Coroners convene

By Alan Sorensen

No. A state-wide crime wave didn't account for all of the out-of-town sheriff's vehicles cluttering the Duck Inn parking lot the last few days. Nor were they here for a cop convention.

All those sheriffs and deputies were in town for the 47th annual conference of the Montana Coroners Association that concluded this morning.

This year's conference was the second hosted by Hill County Sheriff Tim Solomon during his tenure as Hill County coroner.

"I'd say it's about 50/50," Solomon said. "About half of the counties have sheriff/coroners and half are coroners."

The annual conference is accompanied by advance training required of coroners every other year by the attorney general, Solomon said.

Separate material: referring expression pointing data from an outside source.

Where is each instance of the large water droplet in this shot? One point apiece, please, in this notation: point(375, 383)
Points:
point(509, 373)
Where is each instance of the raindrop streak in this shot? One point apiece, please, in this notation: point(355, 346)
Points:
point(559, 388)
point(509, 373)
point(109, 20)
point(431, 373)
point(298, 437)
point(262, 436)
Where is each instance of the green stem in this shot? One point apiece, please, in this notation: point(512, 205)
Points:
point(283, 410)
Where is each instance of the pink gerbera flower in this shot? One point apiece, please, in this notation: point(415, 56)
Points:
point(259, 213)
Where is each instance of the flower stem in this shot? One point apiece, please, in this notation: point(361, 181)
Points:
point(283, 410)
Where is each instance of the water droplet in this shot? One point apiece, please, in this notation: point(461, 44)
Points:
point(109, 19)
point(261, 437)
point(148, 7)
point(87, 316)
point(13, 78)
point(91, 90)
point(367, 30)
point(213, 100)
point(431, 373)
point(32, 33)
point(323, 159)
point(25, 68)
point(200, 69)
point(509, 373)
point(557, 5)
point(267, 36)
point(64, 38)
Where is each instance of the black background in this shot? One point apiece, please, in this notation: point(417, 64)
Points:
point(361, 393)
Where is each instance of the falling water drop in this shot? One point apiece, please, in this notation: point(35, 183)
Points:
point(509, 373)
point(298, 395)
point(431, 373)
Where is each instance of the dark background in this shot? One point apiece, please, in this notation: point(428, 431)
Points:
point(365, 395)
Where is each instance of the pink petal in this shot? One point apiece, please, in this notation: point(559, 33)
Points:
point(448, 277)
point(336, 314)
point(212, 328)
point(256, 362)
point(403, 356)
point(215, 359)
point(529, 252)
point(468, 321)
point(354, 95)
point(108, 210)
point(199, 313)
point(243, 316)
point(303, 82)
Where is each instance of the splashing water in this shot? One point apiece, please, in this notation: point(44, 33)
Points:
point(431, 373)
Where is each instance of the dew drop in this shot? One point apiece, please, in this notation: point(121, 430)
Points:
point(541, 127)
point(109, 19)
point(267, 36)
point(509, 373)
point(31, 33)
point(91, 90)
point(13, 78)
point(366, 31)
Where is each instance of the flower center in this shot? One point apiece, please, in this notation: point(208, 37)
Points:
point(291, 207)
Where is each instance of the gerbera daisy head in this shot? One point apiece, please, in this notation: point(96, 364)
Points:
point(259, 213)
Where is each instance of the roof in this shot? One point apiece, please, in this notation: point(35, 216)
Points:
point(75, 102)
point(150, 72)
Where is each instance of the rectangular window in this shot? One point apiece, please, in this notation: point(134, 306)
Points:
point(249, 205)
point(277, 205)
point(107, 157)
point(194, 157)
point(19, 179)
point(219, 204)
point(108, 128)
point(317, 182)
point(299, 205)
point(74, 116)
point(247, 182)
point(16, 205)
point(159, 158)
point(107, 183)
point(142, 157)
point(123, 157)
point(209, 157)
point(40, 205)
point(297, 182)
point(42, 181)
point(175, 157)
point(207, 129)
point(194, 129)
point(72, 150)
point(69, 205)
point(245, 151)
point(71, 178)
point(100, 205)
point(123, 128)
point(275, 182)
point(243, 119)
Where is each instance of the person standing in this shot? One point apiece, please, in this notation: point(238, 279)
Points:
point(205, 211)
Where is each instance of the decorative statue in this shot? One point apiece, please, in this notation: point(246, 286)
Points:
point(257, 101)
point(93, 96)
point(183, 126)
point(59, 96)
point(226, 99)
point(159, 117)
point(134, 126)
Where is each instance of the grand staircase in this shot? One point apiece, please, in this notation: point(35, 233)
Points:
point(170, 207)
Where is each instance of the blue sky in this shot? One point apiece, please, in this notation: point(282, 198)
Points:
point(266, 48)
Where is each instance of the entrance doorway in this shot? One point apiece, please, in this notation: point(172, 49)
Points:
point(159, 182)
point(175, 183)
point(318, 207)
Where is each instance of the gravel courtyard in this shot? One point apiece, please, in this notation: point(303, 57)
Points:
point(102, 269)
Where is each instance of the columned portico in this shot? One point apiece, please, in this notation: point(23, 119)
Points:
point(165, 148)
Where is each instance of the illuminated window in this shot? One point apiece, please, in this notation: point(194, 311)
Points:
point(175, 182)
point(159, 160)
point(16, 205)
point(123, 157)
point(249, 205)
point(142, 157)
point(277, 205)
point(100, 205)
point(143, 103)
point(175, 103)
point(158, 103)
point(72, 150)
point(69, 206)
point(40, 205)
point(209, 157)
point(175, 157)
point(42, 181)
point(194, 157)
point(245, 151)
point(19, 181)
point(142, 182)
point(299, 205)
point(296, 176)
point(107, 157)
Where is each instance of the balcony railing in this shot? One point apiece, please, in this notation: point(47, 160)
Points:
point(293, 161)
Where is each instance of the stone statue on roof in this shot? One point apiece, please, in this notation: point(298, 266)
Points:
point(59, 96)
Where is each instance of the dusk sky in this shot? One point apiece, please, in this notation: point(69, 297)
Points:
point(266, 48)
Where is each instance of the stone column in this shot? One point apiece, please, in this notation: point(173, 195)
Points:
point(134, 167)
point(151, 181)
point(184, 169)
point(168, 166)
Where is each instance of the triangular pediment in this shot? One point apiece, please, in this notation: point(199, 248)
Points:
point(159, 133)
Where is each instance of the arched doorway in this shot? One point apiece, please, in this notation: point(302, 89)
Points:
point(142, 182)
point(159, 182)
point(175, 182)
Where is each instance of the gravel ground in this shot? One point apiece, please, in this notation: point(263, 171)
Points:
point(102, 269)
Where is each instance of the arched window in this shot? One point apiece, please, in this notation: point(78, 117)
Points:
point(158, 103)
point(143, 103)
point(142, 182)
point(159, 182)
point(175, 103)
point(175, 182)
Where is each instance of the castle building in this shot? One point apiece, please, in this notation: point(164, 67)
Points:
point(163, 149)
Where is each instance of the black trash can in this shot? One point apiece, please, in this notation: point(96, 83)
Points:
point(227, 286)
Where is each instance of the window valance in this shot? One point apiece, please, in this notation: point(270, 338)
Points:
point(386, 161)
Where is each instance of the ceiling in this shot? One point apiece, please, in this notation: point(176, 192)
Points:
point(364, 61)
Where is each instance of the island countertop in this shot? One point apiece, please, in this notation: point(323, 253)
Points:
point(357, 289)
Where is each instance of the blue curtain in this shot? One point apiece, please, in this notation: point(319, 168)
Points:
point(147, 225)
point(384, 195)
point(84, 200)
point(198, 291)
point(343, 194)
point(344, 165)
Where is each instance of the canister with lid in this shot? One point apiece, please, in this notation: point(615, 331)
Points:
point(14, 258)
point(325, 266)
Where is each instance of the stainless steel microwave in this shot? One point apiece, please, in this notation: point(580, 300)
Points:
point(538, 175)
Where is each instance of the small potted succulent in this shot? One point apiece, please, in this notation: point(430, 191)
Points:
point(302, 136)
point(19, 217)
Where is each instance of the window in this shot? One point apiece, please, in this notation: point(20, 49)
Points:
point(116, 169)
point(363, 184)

As the association's name suggests, the training focuses on the investigation of violent crime, specifically, unnatural death.

Solomon said that requiring the training every other year but offering it every year allows him and other coroners in the state to split up the training. Solomon, Undersheriff Don Brostrom, Deputy Les Osborne and Deputy Dana Roe are trained coroners. This year Solomon and Brostrom are taking the training, while Osborne and Roe stay on duty. Next year, Osborne and Roe will take the training, and Solomon and Brostrom will stay home and tend the office.

The county coroners, most of whom are also their counties' sheriffs, and others benefited from the advanced 16 hours coroner training session.

Retired FBI agent Larry Brubaker presented a variety of case studies and profiling techniques during the three-day conference. He opened his lectures Monday morning with a presentation on Munchausen Syndrome by Proxy.

Munchausen Syndrome gets its name from Hieronymous Karl von Munchausen, an 18th century German baron and mercenary soldier. The modern term, coined in 1976, popularly refers to a psychiatric disorder in which mothers deliberately induce or falsely report illnesses in their children.

Brubaker also presented some case studies of brutal crimes that he investigated over the years, including the chronology of Andrew Phillip Cunanan, one of the FBI's 10 most wanted. Cunanan's 79-day reign of terror that ended with the discovery of his body on a boat in Florida on July 23, 1997. Cunanan murder spree began with a victim in Minneapolis on April 29, 1997 and was followed by two murders in Chicago and one in New Jersey. His final victim was fashion designer Gianni Versace who was murdered outside his home in Miami Beach on July 15, 1997.

During a brief recess Tuesday afternoon, Brubaker said he enjoyed being back on the Hi-Line.

"It's kind of a fun thing, teaching in my home town," Brubaker said. "I taught yesterday and today a little bit of everything."

Solomon was equally pleased at having Brubaker teach the advance course. "It's great getting a hometown boy back to be a presenter," he said.

To kick off the next learning session, Brubaker showed a clip from the movie "Silence of the Lambs."

"Did you hear what she said?" Brubaker asked the 65 or so investigators at the end of the clip. "That was Jody Foster in Silence. " She said, FBI. You're safe.'"

Brubaker said that that quote was as believable in law enforcement circles as another popular phrase: "I'm with the FBI; I'm here to help you."

As the laughter died down, Brubaker began a lecture on one of the most gruesome murders he ever investigated, the murder of an entire family in tiny Ina, Ill., population 460. Brubaker said he reviewed the evidence in the case every six months for three years but was unable to solve it. "It was a profiling nightmare," he said. The case was finally solved, 13 years after the fact, upon the death of the murderer.

This morning, the conference kicked off with the annual MCA meeting chaired by President Dorothy Browder of Kalispell.

"It's been a good conference," the deputy Flathead County coroner said, "lots of good information."

The conference concluded following an hour presentation by State Medical Examiner Dr. Gary Dale and an hour presentation on the State Crime Lab in Missoula.